What Are the Disadvantages of Mediation in Divorce of Legal Separation?
There is no real disadvantage to attending mediation in divorce or legal separation. In some cases, such as contested child custody and visitation, it is required. These are some of the reasons why a couple may forgo or cut short mediation in favor of litigation.
- Your spouse or domestic partner has no intention of settling the case. If your spouse or domestic partner has told you or your lawyer that he or she have no intention of settling your case or his or her behavior indicates such, mediation is often unproductive. A successful mediation requires a meeting of the minds. If you and your spouse or domestic partner are so far apart that you cannot come to an agreement, then litigation is sometimes your only option.

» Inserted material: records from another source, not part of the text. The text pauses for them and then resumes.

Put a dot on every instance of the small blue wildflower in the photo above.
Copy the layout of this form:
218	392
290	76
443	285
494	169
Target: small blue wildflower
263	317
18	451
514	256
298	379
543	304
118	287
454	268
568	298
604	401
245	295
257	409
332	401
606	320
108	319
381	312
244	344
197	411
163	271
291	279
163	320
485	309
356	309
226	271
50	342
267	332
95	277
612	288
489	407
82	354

- It is another expense. Ironically, it is often less expensive and time consuming to simply try your case. Mediation require the paid services of a mediator, preparation of briefs, and attendance at the mediation. If there is very little likelihood that your case will settle, then litigation could be the better option for you.
- You have to see your spouse or domestic partner during prolonged negotiations. Mediation often takes hours or days to complete. Both parties are required to be present (although they can be in separate rooms). If the thought of spending that much time with your spouse or domestic partner is distasteful to you, it will make mediation more difficult (but not impossible). If you simply cannot handle dealing with your spouse or domestic partner at arm’s length and you are not otherwise required to attend mediation, you do have the option of letting your attorneys handle your case and your attorneys can negotiate by phone, email, and correspondence.
- A party has wildly unrealistic expectations. A successful mediation in divorce or legal separation requires that both parties have a realistic understanding of the issues involved in their case, the case’s value, and the law as it applies to their case. Many parties only hear what they want to hear or have such unrealistic expectations of the result of their case that settlement is very difficult, if not impossible.
- You could do better at hearing or trial. There is almost always the possibility that a party will fare better at trial than through a mediated settlement. If this is the case, you do have the option of proceeding to a hearing or a trial in the hope that the results will be more in your favor than your spouse or domestic partner is willing to offer you in a settlement.